Life is Journey ~ことばといういのち~ 2016.06

Life is Journey ~ことばといういのち~

今年の春に「春夏秋冬 土用で暮らす」という本を作りました。「旧暦でいう一月とは?」「夏至とは?」「土用とは?」暦の世界には、原典を踏まえずに感覚で書いたものや出鱈目、曖昧な情報も溢れており「旧暦ブーム到来」のような雰囲気と同時に、誤解や混乱が広がっているということも現実です。そんな中、改めてこれらの情報を咀嚼して、整理して、なおかつわかりやすく書き下ろすという仕事は想像以上の苦労が伴うものでした。古典、漢文、天文学の専門書を読み解きながら、その言葉を噛み砕いていく。宇宙に対して、先人たちに対して、畏敬の念を持って向き合っていく。そのような過程を通じて改めて実感したのは、暦の文化の中に刻まれてきた、選びぬかれ、磨き上げられた言葉達の美しさ。手仕事のように、丁寧に言葉を紡いできた人々の姿。花鳥風月に対して開かれた五感六感の微細さ。
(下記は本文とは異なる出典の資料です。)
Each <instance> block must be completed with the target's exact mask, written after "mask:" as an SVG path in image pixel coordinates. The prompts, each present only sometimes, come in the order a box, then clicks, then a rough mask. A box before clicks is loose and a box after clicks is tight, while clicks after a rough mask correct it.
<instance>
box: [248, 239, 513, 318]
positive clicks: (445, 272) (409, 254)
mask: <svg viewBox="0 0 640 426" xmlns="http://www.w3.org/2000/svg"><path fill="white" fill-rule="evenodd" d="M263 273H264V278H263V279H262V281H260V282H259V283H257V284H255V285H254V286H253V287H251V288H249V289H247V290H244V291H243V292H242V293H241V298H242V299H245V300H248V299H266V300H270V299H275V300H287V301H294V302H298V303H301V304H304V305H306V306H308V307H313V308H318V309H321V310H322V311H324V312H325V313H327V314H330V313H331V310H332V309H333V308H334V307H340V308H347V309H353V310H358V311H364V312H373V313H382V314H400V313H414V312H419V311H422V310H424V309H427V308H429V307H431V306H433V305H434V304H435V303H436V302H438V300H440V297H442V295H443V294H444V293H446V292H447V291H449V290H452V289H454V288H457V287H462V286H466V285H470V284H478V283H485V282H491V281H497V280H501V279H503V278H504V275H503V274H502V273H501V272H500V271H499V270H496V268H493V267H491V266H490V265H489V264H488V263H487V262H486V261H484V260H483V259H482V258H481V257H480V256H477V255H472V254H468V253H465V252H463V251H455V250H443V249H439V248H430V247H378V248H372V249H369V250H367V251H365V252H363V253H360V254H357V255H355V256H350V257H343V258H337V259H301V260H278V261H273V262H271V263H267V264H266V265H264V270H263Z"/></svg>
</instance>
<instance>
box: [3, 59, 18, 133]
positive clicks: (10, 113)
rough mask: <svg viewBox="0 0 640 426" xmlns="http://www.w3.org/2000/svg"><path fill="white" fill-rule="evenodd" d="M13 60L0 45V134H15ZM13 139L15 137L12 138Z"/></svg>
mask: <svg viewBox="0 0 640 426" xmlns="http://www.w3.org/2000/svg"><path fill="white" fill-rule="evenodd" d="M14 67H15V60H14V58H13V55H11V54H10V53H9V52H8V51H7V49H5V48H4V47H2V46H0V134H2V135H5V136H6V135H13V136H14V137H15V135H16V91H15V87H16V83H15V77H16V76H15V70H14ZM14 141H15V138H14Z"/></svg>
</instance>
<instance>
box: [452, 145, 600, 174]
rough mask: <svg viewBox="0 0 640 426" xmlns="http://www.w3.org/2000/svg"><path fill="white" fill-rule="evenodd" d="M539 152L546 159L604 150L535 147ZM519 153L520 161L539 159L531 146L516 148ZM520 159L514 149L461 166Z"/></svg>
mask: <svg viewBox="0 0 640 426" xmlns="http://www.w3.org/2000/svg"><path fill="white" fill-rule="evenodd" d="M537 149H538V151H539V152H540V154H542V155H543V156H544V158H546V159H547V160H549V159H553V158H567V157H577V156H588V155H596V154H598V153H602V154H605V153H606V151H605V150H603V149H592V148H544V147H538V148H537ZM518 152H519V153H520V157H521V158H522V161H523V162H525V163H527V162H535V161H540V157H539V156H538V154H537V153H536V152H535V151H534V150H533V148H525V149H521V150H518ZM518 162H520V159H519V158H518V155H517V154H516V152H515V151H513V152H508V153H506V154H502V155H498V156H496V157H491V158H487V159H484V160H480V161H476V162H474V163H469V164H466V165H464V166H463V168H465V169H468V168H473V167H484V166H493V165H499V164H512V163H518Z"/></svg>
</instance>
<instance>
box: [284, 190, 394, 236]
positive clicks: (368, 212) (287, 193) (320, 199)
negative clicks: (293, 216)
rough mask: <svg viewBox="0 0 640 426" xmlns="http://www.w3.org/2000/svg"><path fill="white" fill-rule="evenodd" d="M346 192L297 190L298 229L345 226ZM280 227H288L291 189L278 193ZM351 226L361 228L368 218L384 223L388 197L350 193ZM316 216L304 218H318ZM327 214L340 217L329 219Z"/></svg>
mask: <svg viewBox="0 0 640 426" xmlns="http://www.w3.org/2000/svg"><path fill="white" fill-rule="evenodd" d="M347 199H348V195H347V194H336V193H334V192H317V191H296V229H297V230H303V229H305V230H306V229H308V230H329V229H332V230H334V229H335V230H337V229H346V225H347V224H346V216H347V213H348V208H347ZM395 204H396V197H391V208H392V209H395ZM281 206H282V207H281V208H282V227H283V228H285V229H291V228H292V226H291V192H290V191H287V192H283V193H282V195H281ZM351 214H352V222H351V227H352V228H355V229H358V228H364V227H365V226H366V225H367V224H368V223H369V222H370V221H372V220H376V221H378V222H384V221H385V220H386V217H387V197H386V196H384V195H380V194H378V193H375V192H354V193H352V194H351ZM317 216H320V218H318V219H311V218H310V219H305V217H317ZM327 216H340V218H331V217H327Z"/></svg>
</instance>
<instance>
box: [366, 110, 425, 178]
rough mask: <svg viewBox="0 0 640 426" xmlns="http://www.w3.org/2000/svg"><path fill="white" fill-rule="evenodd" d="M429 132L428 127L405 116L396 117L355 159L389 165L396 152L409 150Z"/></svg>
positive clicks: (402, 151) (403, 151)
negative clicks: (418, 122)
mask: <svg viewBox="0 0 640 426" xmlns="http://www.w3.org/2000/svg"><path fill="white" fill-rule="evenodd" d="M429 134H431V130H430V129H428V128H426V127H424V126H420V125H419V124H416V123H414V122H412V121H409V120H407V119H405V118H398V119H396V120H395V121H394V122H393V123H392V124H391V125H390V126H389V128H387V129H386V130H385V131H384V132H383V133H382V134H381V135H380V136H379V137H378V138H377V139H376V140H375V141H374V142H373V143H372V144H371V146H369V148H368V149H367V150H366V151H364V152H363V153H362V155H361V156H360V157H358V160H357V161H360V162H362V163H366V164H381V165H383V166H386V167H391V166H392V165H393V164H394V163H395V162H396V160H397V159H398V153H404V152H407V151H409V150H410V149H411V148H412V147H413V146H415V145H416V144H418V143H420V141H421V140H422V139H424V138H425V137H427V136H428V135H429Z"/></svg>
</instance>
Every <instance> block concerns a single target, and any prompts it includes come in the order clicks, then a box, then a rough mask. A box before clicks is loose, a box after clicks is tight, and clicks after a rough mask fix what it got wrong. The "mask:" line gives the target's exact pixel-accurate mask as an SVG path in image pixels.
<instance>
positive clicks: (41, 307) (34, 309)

最近のパソコンや携帯は、文字を打とうとすると「予測変換」という形で言葉を選んでくれます。そしてふと、この機能のメリットとデメリットを思います。メリットは便利さ。手早く文字を打つことを助けてくれるありがたさ。デメリットは、自分が発する言葉を丁寧に精査する「間」や「ゆとり」が失われる危険性があるということ。語りかける向こう側に立つ相手を思い浮かべたり、言葉を受け取った人の気持ちに寄り添う時間。そこを削る必要はあるのでしょうか。そんなに急いで私たちはどこに行くというのでしょうか。自分の感じたことを「いいね!」と言うだけで終わらせてしまったり、人の言葉をただ切り取って貼り付けるだけのコミュニケーションが心の深層に届くことは難しく、表面的なやり取りだけが横行しているように思います。悲しい出来事やショッキングなニュースも、立ち止まって考えたほうがいいようなトピックも、スマートフォンの画面でページをめくるように「ショックですね。では次。」と、意識の表層を流れていくのではないでしょうか。誰も受け止めず、誰も理解をしないニュースは、受け止めてもらえる先を求めて流れ続ける。浮かばれぬ気持ちはインターネット上を亡霊のように漂い続けているようです。工房での手仕事WSは、意図的に長時間に設定しています。もう少し短く出来る気もしますが、あえてそうしています。それは、布と、染料と、大豆と、糀と、周りの人達と、ゆっくり対話を重ねていくことを大切にしたいから。今から10年前「六ヶ所村ラプソディー」という映画の上映を初めてした時、その事の必要性をとても強く実感しました。ショッキングな情報に触れ、心が揺れる。戸惑う。嘆く。でも上映会場を一歩出たら、そこには話の通じる人はほとんどいない。家族にも友人にも共有できない気持ち。そんな気持ちに触れ続けているうちに「映画を見せて、はいさようなら」はないっしょ!と思いたって、上映後にじっくり語り合う時間を大切にするような企画をするようになりました。そして、このスタイルに意味を感じる人達に声をかけられ続け、全国を回る旅が始まりました。お茶を飲みながらそれぞれの思いをただ受け止め合う。この頃に始まった心の交流の旅の延長線上に、今の手仕事があります。お茶を飲むだけでなく、命を支える共同作業をしながら、じっくり、丁寧に、手間と暇をかけて、心の交流を重ねていく。原発、放射能、戦争、環境破壊、私達の暮らし。そこに嘆きや悲しみや怒りが生まれた時、その気持ちを一人で抱え込まずにすむ世界を作っていく。焦らず、急かさず、じっくりと。手仕事のように、茶会のように、言葉に宿る命を大切に。